Sam Hamill and Tree Swenson, the founders of the Press, went to Athens to meet Elytis. On the appointed day, they came down from their hotel room and hailed a taxi. When they gave the driver the address, he whirled around and asked, “Do you know who lives there?” “Yes,” they said, “we have an appointment.” So all the way there, the taxi driver recited from memory poems by Odysseus Elytis.

Elytis greeted them at the top of a stairway. He poured them some refreshment, and then, since Sam and Tree were publishers of good-looking books, he began to show them beautiful books of his poetry that had been published in Greece. And Sam and Tree started to get nervous. Somehow they realized that these collections had been published in huge editions: 80,000; 100,000. And they decided they had better fess up.

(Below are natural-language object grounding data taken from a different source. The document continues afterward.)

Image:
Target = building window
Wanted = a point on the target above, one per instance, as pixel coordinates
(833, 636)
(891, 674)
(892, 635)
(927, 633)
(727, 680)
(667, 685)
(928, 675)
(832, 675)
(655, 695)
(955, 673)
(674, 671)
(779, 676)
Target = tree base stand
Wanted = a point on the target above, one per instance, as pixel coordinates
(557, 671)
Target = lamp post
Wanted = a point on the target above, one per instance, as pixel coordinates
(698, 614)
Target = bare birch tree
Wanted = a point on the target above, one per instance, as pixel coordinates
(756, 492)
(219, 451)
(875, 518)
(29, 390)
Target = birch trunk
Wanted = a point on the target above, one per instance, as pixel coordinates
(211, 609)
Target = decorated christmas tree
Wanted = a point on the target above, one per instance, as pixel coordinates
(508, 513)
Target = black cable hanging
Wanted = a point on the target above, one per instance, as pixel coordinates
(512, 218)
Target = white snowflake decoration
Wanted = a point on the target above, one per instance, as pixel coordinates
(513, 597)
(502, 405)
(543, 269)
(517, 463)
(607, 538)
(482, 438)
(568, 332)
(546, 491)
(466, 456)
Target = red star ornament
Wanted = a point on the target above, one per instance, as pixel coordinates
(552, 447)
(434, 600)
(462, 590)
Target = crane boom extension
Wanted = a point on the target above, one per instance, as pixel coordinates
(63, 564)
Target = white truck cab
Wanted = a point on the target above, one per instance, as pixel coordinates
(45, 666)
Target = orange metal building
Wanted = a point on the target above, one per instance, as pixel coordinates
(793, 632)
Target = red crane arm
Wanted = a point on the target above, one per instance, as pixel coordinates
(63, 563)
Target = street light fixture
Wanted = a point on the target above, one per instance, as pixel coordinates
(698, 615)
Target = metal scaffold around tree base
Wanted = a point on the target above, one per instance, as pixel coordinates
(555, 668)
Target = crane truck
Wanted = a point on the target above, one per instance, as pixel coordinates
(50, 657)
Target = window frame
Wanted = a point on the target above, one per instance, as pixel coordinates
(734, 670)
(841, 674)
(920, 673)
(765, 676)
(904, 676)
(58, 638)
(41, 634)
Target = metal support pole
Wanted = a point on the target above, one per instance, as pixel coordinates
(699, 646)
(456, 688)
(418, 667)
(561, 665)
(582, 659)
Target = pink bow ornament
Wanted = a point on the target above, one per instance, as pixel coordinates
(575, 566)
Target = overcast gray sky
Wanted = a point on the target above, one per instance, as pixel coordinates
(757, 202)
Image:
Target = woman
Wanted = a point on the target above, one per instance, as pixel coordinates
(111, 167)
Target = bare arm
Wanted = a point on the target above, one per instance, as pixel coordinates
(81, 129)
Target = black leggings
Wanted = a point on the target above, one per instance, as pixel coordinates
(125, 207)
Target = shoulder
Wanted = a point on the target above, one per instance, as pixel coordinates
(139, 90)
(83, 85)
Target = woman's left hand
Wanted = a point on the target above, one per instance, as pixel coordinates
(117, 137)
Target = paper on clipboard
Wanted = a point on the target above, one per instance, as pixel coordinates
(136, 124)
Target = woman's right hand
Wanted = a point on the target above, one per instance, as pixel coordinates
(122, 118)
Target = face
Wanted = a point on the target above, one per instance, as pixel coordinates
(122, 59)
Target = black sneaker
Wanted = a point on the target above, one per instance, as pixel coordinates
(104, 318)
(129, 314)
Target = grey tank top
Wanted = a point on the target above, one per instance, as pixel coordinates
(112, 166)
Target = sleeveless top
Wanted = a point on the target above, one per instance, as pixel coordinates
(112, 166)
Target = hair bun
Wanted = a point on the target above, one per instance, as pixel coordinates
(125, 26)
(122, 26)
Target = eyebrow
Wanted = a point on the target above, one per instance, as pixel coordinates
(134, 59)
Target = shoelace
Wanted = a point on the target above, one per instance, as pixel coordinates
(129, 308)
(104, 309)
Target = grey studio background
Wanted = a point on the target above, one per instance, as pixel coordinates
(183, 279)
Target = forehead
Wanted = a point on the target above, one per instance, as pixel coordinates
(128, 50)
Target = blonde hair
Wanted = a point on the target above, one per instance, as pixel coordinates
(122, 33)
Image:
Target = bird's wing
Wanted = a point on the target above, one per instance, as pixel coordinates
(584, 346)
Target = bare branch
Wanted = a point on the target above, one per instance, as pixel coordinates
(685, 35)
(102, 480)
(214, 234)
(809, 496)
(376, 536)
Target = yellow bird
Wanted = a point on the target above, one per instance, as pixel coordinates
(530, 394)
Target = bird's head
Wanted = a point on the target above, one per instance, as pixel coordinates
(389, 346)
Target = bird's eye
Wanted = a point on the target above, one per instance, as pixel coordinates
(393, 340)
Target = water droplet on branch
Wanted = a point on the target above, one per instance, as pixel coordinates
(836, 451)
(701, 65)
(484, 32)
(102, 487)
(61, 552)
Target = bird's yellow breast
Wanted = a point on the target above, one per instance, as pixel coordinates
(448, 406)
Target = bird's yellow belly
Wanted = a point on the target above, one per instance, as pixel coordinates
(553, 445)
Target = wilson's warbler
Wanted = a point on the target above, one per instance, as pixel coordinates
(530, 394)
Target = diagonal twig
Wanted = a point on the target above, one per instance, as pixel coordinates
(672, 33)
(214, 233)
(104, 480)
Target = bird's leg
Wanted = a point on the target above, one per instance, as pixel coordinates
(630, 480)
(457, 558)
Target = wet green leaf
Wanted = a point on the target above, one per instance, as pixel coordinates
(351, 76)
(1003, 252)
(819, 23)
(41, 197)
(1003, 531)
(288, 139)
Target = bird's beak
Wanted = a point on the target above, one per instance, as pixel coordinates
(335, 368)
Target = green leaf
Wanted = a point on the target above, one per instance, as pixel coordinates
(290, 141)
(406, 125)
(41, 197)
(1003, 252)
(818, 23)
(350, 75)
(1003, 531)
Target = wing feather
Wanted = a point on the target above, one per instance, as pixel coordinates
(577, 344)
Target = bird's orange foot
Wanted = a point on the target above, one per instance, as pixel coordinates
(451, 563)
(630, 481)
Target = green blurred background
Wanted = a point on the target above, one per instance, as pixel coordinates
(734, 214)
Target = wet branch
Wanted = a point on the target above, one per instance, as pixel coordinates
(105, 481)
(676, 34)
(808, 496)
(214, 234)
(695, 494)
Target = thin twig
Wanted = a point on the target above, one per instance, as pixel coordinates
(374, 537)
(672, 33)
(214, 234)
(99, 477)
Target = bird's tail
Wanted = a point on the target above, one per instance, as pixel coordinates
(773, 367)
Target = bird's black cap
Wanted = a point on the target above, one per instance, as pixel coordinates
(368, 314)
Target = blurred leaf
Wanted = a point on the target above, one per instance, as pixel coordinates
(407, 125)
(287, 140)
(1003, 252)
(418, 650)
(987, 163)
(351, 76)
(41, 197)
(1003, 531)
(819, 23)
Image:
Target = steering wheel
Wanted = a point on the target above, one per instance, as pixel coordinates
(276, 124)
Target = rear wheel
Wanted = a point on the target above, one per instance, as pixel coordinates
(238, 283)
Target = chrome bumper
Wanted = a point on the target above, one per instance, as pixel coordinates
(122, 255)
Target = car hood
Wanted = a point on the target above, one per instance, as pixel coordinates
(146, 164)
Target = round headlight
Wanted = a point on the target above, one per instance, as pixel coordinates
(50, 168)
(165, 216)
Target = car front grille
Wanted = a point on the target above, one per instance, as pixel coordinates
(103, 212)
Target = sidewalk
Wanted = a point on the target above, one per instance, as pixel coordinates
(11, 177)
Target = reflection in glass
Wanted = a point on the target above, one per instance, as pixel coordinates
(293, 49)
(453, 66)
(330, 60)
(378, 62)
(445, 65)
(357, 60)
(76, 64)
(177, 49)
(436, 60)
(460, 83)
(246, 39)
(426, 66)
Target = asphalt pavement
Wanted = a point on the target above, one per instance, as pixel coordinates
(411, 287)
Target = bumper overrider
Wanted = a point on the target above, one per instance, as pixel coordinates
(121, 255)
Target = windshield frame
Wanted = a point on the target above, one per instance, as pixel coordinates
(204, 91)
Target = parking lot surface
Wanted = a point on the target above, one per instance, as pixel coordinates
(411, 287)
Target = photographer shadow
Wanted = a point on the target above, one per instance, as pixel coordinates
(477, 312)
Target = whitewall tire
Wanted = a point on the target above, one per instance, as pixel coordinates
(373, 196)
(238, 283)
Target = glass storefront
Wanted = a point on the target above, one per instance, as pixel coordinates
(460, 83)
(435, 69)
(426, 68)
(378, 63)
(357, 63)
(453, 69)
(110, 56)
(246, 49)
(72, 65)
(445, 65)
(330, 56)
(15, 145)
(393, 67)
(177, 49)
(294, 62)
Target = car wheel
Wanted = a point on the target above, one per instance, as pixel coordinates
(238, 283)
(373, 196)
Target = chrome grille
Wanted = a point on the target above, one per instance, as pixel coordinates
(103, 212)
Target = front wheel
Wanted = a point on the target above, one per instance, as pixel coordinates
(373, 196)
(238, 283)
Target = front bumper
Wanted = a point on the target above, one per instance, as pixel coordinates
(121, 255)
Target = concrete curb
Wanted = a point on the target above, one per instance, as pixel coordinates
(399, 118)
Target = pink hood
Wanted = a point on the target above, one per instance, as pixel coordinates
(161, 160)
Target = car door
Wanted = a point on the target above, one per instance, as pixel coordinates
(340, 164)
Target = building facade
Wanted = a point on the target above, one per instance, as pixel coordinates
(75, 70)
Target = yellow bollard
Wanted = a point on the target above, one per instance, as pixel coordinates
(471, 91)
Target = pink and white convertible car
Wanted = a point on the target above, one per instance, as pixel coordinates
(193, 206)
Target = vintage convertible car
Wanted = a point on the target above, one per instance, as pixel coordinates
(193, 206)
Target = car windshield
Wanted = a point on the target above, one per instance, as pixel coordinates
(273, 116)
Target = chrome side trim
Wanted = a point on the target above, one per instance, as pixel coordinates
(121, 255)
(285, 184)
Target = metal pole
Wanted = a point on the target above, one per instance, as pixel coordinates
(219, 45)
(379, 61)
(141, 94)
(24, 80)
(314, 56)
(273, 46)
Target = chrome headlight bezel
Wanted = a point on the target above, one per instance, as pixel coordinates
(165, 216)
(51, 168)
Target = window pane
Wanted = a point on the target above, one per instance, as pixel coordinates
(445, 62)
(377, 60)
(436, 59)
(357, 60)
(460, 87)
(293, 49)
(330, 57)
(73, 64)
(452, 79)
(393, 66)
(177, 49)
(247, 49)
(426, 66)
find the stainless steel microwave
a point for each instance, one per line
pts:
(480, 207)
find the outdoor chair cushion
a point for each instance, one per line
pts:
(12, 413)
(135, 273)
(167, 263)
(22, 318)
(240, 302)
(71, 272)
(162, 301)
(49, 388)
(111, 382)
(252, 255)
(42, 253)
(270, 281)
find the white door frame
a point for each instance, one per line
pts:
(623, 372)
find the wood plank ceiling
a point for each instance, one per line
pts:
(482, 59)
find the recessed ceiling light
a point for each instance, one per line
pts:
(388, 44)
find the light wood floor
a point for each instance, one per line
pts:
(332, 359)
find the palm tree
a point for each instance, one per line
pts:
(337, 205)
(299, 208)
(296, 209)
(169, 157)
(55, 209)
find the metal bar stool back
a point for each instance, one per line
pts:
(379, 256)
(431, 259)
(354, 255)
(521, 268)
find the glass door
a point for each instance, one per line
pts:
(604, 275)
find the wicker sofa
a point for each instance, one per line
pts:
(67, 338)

“In America,” they told Elytis, “we don’t have audiences of this size for poetry. If we publish a book of yours, it will be in a much smaller edition: perhaps three to five thousand.”

But Elytis said not to worry. “A poet,” he said, “needs three readers. And anyone who is any good has two friends. So you spend your life looking for the third reader.”

In art, the more so if one is not desperate for an audience, one is as free as one chooses to be. Does everything one writes prove worthy of rereading, even negotiable for an audience? Of course not. Does it always feel physically, mentally and emotionally wonderful to write? No. Asked decades ago by an interviewer why I write, I said, somewhat flippantly, “Because it feels so good.” But then the interviewer turned to the poet George Starbuck with the same question, and he said, “Because it feels so good when I stop.”

To the graduates of 2008, congratulations. You made it to the finish line. You also made it to the start line. I think graduation remarks are supposed to contain some advice. So here’s the advice part of my talk. Look after your insides. Remember to do something for others for free. And trust in dumb luck, but remember that you have to make yourself available to it. Above all, enjoy yourselves. A character in a Kingsley Amis novel says, “There aren’t many benefits to sanity, but one of them is being able to tell what’s funny.”

Thank you, again, for inviting me to be part of this. I’ll end by teading a poem called “White Clover.”

White Clover

Once when the moon was out about three-quarters
and the fireflies who are the stars
of backyards
were out about three-quarters
and about three-fourths of all the lights
in the neighborhood
were on because people can be at home,
I took a not so innocent walk
out among the lawns,
navigating by the light of lights,
and there there were many hundreds of moons
on the lawns
where before there was only polite grass.
These were moons on long stems,
their long stems giving their greenness
to the center of each flower
and the light giving its whiteness to the tops
of the petals. I could say
it was light from stars
touched the tops of flowers and no doubt
something heavenly reaches what grows outdoors
and the heads of men who go hatless,
but I like to think we have a world
right here, and a life
that isn’t death. So I don’t say it’s better
to be right here. I say this is where
many hundreds of core-green moons
gigantic to my eye
rose because men and women had sown green grass,
and flowered to my eye in man-made light,
and to some would be as fire in the body
and to others a light in the mind
over all their property.

“My Hate,” “To Dorothy,” and “White Clover,” reprinted from Nightworks: Poems 1962-2000, copyright © 2000 by Marvin Bell.

One thought on “2008 Commencement Address

  1. Although reading this isn’t as great as hearing Marvin give the address, it’s still pretty darn good. Thanks for posting. Writers write and keep writing trying to express stories which are about feelings. Marvin’s classes always remind us to just write and then he tells marvelous stories about others who struggle to just write.

    Nice that others can get a sense of this from our site.